If $\subseteq$ is defined set-theoretically, it doesn't exist

Question

I came across the following statement:

If the subset relation $\subseteq $ is defined as a set in ZFC, then it doesn't exist because $\mathrm{dom(}R\mathrm{)}$ is guaranteed to exist for any relation $R$, and $\mathrm{dom(\subseteq)}$ is $V$, which doesn't exist.

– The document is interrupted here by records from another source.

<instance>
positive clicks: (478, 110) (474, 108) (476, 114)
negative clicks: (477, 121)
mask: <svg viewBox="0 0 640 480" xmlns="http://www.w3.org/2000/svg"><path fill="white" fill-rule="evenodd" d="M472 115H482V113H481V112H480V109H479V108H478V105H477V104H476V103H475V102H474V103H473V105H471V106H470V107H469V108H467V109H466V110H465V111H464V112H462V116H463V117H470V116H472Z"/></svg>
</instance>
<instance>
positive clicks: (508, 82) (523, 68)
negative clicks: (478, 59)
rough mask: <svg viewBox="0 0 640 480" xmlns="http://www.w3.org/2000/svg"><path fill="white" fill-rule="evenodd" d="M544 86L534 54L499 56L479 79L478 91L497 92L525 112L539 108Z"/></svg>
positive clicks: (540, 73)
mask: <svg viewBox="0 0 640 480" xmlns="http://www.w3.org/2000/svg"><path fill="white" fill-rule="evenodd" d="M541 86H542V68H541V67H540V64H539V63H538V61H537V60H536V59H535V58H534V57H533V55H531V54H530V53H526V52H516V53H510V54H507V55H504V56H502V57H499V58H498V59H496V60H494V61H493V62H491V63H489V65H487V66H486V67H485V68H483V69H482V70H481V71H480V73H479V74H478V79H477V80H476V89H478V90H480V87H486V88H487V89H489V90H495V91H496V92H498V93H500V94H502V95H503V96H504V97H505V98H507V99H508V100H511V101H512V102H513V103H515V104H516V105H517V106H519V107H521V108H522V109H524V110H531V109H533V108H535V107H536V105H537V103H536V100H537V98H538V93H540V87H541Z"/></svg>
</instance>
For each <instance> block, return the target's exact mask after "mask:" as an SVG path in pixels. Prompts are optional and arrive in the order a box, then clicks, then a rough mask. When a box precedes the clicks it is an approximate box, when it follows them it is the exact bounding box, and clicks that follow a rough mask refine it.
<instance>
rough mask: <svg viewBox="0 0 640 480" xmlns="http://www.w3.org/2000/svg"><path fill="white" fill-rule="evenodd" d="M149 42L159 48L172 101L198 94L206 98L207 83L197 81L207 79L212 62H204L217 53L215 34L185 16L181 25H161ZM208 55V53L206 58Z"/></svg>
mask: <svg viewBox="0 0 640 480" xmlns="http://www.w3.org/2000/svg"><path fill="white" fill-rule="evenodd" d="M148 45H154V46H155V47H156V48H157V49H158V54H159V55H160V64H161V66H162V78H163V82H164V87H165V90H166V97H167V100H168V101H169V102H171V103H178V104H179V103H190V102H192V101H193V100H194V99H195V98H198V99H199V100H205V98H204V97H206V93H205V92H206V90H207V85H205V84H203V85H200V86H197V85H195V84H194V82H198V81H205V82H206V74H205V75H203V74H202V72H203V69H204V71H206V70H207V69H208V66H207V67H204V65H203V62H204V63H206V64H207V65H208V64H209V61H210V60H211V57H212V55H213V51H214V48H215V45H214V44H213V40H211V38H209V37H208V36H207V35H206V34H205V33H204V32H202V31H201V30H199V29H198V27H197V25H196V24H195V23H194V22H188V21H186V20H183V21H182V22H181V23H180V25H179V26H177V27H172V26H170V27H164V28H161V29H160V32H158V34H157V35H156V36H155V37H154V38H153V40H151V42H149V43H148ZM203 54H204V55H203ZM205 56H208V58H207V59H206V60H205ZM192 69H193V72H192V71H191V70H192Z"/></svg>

I understand everything except "$\mathrm{dom(\subseteq)}$ is $V$". The domain of $\subseteq$ is the set of all $A$'s such that $A\subseteq B$, but since we are defining $\subseteq$ set-theoretically, $A$ is not any set, it is any set in ZFC, so I don't understand how this domain equals $V$.

Can anyone explain this?

Answer 1

Well, $x\subseteq x$ holds for every $x$. So, if you were write down the definition of $\operatorname{dom}({\subseteq})$ you'd get $\{x:(\exists y)(x\subseteq y)\}$, which is a subclass of $V$, but by the first sentence $V$ is part of $\operatorname{dom}({\subseteq})$.

Answer 2

The symbol $V$ is being used, presumably, to stand for the "universe" of all sets, which is a class but is not a set. To say that "dom($\subseteq$) is $V$" simply means that in the sentence $A \subseteq B$, you may replace $A$ by any set, i.e. any element of $V$, and you may replace $B$ by any set, and having made those replacements the sentence will then have a truth value.

Answer 3

$V$ is the common name for the collection of all sets (which doesn't exist as a set, as implied by the Russell's paradox, therefore we often refer to it as the class of all sets). As you probably know,

$$\operatorname{dom} R = \{ x : (\exists y) \, (x, y) \in R \}. $$

Since for each set $A$ there is a set $B$ (for instance, $B = A$) such that $A \subseteq B$, we have that if $\subseteq$ were a set, then $\operatorname{dom} \subseteq$ would be the set of all sets $V$, which is a contradiction.